La proposition de loi est également imprécise concernant le fonds d’aménagement numérique des territoires, tant du point de vue des travaux que celui-ci pourra financer que des ressources dont il disposera.
Enfin, ce texte ne fixe pas un objectif assez ambitieux en matière de couverture numérique terrestre.
Nous verrons au cours des débats quel sort sera réservé à nos amendements. Pour certains d’entre eux, nous en avons déjà une petite idée ! (Sourires.)
M. Pierre Hérisson, vice-président de la commission de l'économie, du développement durable et de l’aménagement du territoire. Cela va être difficile !
M. Bruno Retailleau, rapporteur. Le suspens est insoutenable !
M. le président. La parole est à M. Hervé Maurey.
M. Hervé Maurey. Monsieur le président, madame la secrétaire d’État, mes chers collègues, nous sommes amenés ce matin à examiner en deuxième lecture la proposition de loi de notre collègue Xavier Pintat relative à la lutte contre la fracture numérique.
En première lecture, nous avions eu l’occasion de saluer ce texte ainsi que les apports de notre commission et de son rapporteur.
Il n’est pas besoin d’évoquer de nouveau l’importance du haut débit en termes économiques et culturels comme en termes de développement durable et, bien entendu, d’aménagement et d’attractivité de nos territoires.
Le numérique peut inverser le déclin d’un territoire ; son absence peut au contraire l’accélérer.
Le très haut débit pour tous est un objectif qui ne sera pas atteint avant dix ans. Or certains territoires ne bénéficient même pas encore du haut débit sur la base de 512 kilobits par seconde, débit dont chacun reconnaît qu’il n’est pas suffisant. C’est d’ailleurs pourquoi le Gouvernement doit favoriser la montée en débit des réseaux.
J’aimerais à ce propos savoir où en est le Gouvernement des engagements du plan France Numérique 2012, qui prévoyait le haut débit pour tous au 1er janvier 2010. Cet engagement sera-t-il tenu ? Peut-être pourrez-vous nous le dire tout à l’heure, madame la secrétaire d’État. La puissance sera-t-elle de 512 kilobits ou proche des 2 mégabits, qui correspondent au seuil minimum généralement admis ? Le Gouvernement britannique s’est engagé à fournir un service universel sur cette base.
En première lecture, j’avais déposé un amendement visant à étendre le service universel haut débit à la téléphonie mobile. Il avait été jugé irrecevable par la commission des finances, car de nature à aggraver les charges de l’État.

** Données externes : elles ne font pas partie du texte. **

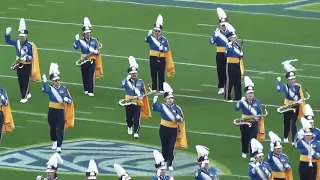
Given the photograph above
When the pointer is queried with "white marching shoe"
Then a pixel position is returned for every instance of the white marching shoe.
(54, 145)
(221, 91)
(136, 135)
(130, 131)
(24, 100)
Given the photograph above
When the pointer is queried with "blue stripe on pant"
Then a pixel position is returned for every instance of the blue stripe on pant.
(1, 122)
(56, 122)
(87, 71)
(133, 117)
(24, 79)
(168, 137)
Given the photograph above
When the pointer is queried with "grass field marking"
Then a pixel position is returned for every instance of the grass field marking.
(13, 8)
(36, 5)
(188, 64)
(191, 90)
(83, 112)
(170, 32)
(317, 65)
(100, 107)
(56, 2)
(207, 9)
(240, 4)
(34, 121)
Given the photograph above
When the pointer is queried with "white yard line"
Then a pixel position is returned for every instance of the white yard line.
(83, 112)
(145, 30)
(207, 9)
(187, 64)
(191, 90)
(317, 65)
(40, 122)
(99, 107)
(36, 5)
(12, 8)
(56, 2)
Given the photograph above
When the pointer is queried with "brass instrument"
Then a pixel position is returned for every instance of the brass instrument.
(130, 101)
(17, 64)
(249, 120)
(290, 107)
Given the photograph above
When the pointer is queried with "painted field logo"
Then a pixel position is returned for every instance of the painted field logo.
(136, 159)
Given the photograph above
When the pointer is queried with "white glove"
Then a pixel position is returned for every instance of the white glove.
(155, 99)
(66, 99)
(44, 78)
(8, 30)
(299, 101)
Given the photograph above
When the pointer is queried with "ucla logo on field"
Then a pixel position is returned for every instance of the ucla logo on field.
(135, 159)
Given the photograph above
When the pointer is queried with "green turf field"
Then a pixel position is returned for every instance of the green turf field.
(122, 28)
(248, 1)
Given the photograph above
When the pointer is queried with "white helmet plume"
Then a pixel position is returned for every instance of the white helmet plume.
(287, 65)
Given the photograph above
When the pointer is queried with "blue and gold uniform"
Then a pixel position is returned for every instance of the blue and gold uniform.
(6, 120)
(27, 64)
(89, 47)
(160, 56)
(138, 106)
(258, 169)
(293, 93)
(61, 110)
(234, 69)
(172, 126)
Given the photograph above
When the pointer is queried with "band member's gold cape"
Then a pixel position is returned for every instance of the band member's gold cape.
(35, 71)
(302, 106)
(69, 114)
(182, 141)
(261, 131)
(145, 108)
(8, 124)
(169, 63)
(99, 67)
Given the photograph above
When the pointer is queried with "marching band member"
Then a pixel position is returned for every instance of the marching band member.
(136, 91)
(52, 167)
(172, 130)
(123, 175)
(61, 108)
(279, 162)
(161, 167)
(27, 61)
(234, 70)
(160, 56)
(309, 151)
(6, 120)
(221, 59)
(90, 50)
(293, 94)
(92, 171)
(250, 107)
(205, 172)
(258, 169)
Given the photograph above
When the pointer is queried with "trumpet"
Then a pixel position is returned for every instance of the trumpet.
(17, 64)
(131, 101)
(290, 107)
(249, 120)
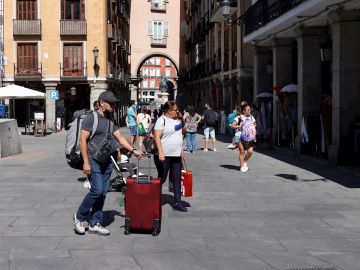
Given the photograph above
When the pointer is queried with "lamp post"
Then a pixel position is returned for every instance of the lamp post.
(96, 66)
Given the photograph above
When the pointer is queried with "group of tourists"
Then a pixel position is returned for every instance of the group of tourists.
(168, 130)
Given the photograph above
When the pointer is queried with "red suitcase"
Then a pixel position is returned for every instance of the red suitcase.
(143, 203)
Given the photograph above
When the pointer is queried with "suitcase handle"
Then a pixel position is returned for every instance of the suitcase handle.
(146, 179)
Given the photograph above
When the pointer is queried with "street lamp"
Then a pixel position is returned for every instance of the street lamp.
(96, 66)
(225, 9)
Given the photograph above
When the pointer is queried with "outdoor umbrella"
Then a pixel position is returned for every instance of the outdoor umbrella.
(290, 88)
(14, 91)
(264, 94)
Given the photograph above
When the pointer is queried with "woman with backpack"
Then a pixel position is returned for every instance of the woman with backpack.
(191, 119)
(245, 135)
(143, 120)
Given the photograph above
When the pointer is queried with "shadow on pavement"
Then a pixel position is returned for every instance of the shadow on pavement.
(312, 164)
(109, 217)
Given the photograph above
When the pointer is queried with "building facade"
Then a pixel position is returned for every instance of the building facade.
(310, 45)
(70, 49)
(217, 65)
(156, 74)
(155, 36)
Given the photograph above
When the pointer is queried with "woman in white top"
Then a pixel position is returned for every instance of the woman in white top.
(145, 119)
(169, 139)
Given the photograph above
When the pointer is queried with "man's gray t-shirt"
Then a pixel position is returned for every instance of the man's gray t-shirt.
(171, 139)
(101, 130)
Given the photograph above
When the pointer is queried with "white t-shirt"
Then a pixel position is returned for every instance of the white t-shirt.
(144, 119)
(172, 138)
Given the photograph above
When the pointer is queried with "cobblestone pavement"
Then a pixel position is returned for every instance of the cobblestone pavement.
(284, 213)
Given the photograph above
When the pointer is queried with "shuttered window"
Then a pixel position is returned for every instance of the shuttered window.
(73, 60)
(26, 9)
(27, 59)
(72, 9)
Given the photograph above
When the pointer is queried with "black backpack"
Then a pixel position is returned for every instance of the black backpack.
(211, 118)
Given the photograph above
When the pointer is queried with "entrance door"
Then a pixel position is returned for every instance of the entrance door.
(73, 60)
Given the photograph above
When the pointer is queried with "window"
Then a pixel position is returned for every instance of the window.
(158, 29)
(152, 72)
(145, 72)
(167, 72)
(73, 60)
(152, 83)
(26, 9)
(27, 58)
(72, 10)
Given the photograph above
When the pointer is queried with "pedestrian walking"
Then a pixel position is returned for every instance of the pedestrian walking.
(143, 120)
(245, 135)
(169, 139)
(210, 120)
(131, 118)
(97, 164)
(191, 119)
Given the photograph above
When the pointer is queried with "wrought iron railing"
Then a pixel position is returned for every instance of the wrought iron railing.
(74, 70)
(26, 27)
(73, 27)
(265, 11)
(28, 71)
(158, 41)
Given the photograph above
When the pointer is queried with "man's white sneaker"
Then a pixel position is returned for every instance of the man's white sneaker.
(79, 226)
(97, 228)
(245, 166)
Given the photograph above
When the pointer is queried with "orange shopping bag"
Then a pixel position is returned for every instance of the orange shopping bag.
(186, 181)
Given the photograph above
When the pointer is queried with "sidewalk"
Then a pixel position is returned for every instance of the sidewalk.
(284, 213)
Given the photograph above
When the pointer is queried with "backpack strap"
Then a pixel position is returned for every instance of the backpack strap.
(95, 124)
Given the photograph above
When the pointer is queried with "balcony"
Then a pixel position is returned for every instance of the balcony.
(73, 72)
(73, 27)
(265, 11)
(216, 12)
(27, 27)
(158, 41)
(28, 73)
(158, 7)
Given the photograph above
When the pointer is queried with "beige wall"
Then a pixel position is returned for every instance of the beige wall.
(50, 41)
(139, 39)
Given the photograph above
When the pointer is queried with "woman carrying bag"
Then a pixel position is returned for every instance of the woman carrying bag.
(169, 139)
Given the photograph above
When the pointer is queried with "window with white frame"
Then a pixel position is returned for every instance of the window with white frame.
(158, 29)
(145, 72)
(145, 84)
(152, 83)
(152, 72)
(167, 72)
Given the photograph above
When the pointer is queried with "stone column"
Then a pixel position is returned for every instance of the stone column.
(282, 75)
(50, 107)
(262, 78)
(95, 90)
(345, 28)
(309, 74)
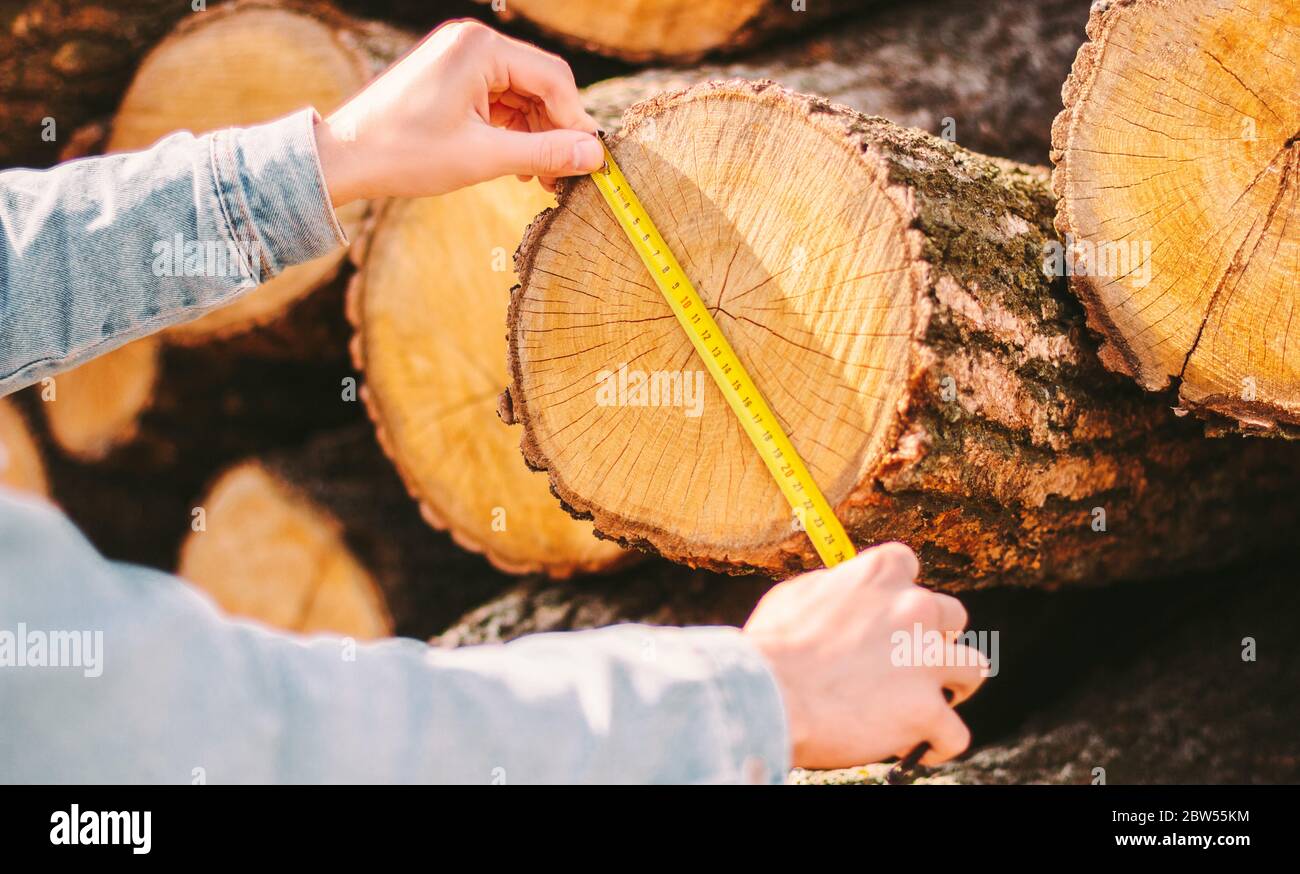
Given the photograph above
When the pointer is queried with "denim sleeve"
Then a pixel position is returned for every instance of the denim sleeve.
(99, 251)
(176, 693)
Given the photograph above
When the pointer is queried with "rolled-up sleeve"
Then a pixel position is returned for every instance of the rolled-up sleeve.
(104, 250)
(180, 692)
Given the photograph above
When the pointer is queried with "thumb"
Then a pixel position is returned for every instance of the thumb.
(549, 154)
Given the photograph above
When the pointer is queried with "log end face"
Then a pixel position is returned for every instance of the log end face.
(614, 403)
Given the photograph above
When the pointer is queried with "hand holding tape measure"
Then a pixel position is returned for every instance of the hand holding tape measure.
(742, 396)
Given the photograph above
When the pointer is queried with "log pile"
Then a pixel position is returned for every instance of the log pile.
(885, 289)
(671, 30)
(338, 432)
(1178, 197)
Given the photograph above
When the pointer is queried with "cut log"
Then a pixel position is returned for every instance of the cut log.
(324, 537)
(983, 76)
(268, 553)
(211, 410)
(1178, 171)
(238, 64)
(21, 466)
(428, 306)
(64, 64)
(885, 290)
(95, 407)
(668, 30)
(243, 64)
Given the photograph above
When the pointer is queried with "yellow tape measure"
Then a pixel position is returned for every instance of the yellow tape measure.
(758, 420)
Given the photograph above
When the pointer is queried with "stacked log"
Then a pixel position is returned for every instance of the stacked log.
(675, 31)
(1178, 202)
(259, 60)
(887, 291)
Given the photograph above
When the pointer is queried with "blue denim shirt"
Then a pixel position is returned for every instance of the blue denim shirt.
(111, 673)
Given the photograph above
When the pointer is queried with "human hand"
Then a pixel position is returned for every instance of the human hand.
(827, 637)
(464, 105)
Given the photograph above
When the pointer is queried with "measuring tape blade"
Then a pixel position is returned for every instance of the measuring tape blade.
(758, 420)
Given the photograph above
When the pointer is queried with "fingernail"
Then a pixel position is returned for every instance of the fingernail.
(588, 155)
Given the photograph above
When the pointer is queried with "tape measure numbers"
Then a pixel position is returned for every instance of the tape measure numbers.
(755, 416)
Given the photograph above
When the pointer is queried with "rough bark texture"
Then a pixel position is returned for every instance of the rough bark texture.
(428, 302)
(655, 593)
(674, 31)
(1178, 163)
(1170, 700)
(1013, 455)
(984, 76)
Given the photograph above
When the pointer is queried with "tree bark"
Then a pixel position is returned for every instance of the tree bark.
(428, 303)
(133, 496)
(1178, 164)
(887, 291)
(235, 64)
(983, 76)
(243, 64)
(674, 31)
(655, 593)
(68, 61)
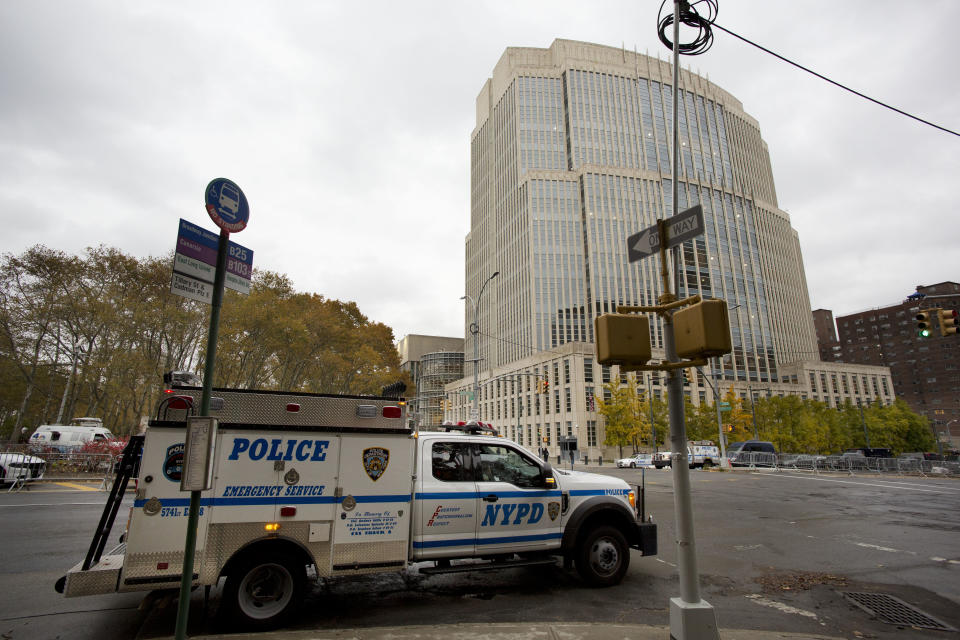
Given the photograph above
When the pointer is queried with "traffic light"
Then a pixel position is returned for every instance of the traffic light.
(622, 339)
(923, 324)
(948, 322)
(702, 330)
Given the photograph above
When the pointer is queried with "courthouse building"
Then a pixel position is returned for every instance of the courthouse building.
(571, 154)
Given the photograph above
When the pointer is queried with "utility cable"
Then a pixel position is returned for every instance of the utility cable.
(833, 82)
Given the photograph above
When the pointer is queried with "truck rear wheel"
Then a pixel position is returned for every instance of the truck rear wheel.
(264, 590)
(603, 557)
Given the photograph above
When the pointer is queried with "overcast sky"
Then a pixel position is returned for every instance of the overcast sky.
(348, 127)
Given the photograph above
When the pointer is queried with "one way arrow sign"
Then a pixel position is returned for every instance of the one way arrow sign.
(683, 226)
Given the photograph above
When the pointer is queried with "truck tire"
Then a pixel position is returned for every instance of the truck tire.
(603, 557)
(264, 590)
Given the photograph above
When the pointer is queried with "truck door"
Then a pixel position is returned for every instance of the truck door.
(445, 509)
(516, 512)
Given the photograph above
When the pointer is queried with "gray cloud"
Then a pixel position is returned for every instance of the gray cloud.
(348, 127)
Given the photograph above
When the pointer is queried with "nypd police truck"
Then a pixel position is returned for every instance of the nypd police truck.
(344, 485)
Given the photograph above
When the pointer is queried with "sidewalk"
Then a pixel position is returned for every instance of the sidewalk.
(509, 631)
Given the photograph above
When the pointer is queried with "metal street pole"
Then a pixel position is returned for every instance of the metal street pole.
(866, 436)
(475, 330)
(715, 386)
(653, 424)
(691, 618)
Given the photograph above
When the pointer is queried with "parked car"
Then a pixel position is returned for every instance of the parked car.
(69, 437)
(870, 452)
(752, 452)
(637, 460)
(20, 466)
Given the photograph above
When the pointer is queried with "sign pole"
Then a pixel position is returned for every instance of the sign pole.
(691, 618)
(186, 579)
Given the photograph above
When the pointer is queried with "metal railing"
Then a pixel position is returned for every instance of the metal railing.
(844, 464)
(20, 466)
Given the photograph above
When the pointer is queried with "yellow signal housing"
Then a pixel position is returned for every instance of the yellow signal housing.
(622, 338)
(702, 330)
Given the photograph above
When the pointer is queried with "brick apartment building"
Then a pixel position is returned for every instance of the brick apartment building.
(925, 370)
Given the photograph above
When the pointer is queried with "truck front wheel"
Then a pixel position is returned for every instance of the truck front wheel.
(264, 590)
(603, 557)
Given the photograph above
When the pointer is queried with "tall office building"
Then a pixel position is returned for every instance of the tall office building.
(571, 154)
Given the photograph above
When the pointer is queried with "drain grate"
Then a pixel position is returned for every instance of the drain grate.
(893, 610)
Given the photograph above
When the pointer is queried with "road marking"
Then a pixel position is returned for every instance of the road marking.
(78, 486)
(785, 608)
(868, 484)
(879, 548)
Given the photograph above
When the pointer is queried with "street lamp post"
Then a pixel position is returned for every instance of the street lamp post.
(475, 330)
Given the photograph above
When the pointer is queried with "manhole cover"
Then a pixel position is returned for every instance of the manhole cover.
(893, 610)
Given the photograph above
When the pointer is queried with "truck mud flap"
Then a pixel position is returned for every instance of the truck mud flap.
(648, 538)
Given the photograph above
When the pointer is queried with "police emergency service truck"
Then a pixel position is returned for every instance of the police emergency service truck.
(342, 483)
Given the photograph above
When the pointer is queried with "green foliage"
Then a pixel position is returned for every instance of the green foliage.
(793, 424)
(93, 335)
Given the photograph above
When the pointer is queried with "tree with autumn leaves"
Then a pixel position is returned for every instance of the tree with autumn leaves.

J’avais d’ailleurs suggéré que le Gouvernement reprenne cette bonne idée, mais je n’ai pas reçu de réponse de sa part. Peut-être en aurai-je enfin une aujourd’hui...
C’est que des problèmes se posent également en matière de téléphonie mobile. Le chiffre de 3 000 communes qui ne bénéficieraient pas de la téléphonie mobile me semble très inférieur à la réalité. Madame la secrétaire d’État, l’Autorité de régulation des communications électroniques et des postes, l’ARCEP, vous a indiqué qu’elle n’hésiterait pas à prendre des sanctions à l’encontre des opérateurs ne respectant pas les objectifs assignés. Il était question, à l’époque, d’une échéance à l’été 2009 ; je ne sais pas non plus où nous en sommes sur ce point.
Toujours à propos de la téléphonie mobile, je me réjouis qu’un de nos amendements ait été intégré. Celui-ci prévoit que cette problématique sera incluse dans les schémas directeurs territoriaux d’aménagement numérique. En effet, il ne faut pas l’oublier, la fracture numérique concerne également la couverture en téléphonie mobile, qui est loin d’être chose faite sur l’ensemble du territoire.
En matière de télévision numérique terrestre, il faut bien reconnaître que l’Assemblée nationale a amélioré le dispositif proposé par le Sénat.
Elle a prévu un accompagnement financier des collectivités locales qui s’engageraient dans l’acquisition d’un équipement, ainsi qu’un fonds d’aide - sans condition de ressources - pour les ménages qui achèteraient une parabole. Nous pouvons donc raisonnablement penser que l’extinction de l’analogique ne provoquera pas une nouvelle fracture.